In the landmark 1985 paper “The hot hand in basketball: On the misperception of random sequences,” psychologists Thomas Gilovich, Robert Vallone and Amos Tversky (GVT, for short) found that when studying basketball shooting data, the sequences of makes and misses are indistinguishable from the sequences of heads and tails one would expect to see from flipping a coin repeatedly.

Just as a gambler will get an occasional streak when flipping a coin, a basketball player will produce an occasional streak when shooting the ball. GVT concluded that the hot hand is a “cognitive illusion”; people’s tendency to detect patterns in randomness, to see perfectly typical streaks as atypical, led them to believe in an illusory hot hand.

In what turns out to be an ironic twist, we’ve recently found this consensus view rests on a subtle – but crucial – misconception regarding the behavior of random sequences. In GVT’s critical test of hot hand shooting conducted on the Cornell University basketball team, they examined whether players shot better when on a streak of hits than when on a streak of misses. In this intuitive test, players’ field goal percentages were not markedly greater after streaks of makes than after streaks of misses.

GVT made the implicit assumption that the pattern they observed from the Cornell shooters is what you would expect to see if each player’s sequence of 100 shot outcomes were determined by coin flips. That is, the percentage of heads should be similar for the flips that follow streaks of heads, and the flips that follow streaks of misses.

Our surprising finding is that this appealing intuition is incorrect. For example, imagine flipping a coin 100 times and then collecting all the flips in which the preceding three flips are heads. While one would intuitively expect that the percentage of heads on these flips would be 50 percent, instead, it’s less.

Here’s why.

Suppose a researcher looks at the data from a sequence of 100 coin flips, collects all the flips for which the previous three flips are heads and inspects one of these flips. To visualize this, imagine the researcher taking these collected flips, putting them in a bucket and choosing one at random. The chance the chosen flip is a heads – equal to the percentage of heads in the bucket – we claim is less than 50 percent.
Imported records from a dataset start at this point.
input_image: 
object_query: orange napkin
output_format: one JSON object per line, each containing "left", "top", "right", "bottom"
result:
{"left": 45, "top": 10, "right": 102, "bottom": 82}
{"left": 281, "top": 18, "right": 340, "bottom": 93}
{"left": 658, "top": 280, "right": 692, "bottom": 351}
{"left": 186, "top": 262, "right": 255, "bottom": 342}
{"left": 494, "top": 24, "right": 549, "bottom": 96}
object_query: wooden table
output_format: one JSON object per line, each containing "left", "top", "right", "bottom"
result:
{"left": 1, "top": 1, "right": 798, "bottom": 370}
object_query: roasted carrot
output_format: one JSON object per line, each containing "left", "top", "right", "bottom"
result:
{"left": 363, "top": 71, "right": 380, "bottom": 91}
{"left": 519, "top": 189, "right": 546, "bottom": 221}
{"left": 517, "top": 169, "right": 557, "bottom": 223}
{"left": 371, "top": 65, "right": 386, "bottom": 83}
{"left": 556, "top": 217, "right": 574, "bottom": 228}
To see this, let’s say the researcher happens to choose flip 42 from the bucket. Now it’s true that if the researcher were to inspect flip 42 before examining the sequence, then the chance of it being heads would be exactly 50/50, as we intuitively expect. But the researcher looked at the sequence first, and collected flip 42 because it was one of the flips for which the previous three flips were heads. Why does this make it more likely that flip 42 would be tails rather than a heads?

If flip 42 were heads, then flips 39, 40, 41 and 42 would be HHHH. This would mean that flip 43 would also follow three heads, and the researcher could have chosen flip 43 rather than flip 42 (but didn’t). If flip 42 were tails, then flips 39 through 42 would be HHHT, and the researcher would be restricted from choosing flip 43 (or 44, or 45). This implies that in the world in which flip 42 is tails (HHHT) flip 42 is more likely to be chosen as there are (on average) fewer eligible flips in the sequence from which to choose than in the world in which flip 42 is heads (HHHH).

This reasoning holds for any flip the researcher might choose from the bucket (unless it happens to be the final flip of the sequence). The world HHHT, in which the researcher has fewer eligible flips besides the chosen flip, restricts his choice more than world HHHH, and makes him more likely to choose the flip that he chose. This makes world HHHT more likely, and consequentially makes tails more likely than heads on the chosen flip.

In other words, selecting which part of the data to analyze based on information regarding where streaks are located within the data, restricts your choice, and changes the odds.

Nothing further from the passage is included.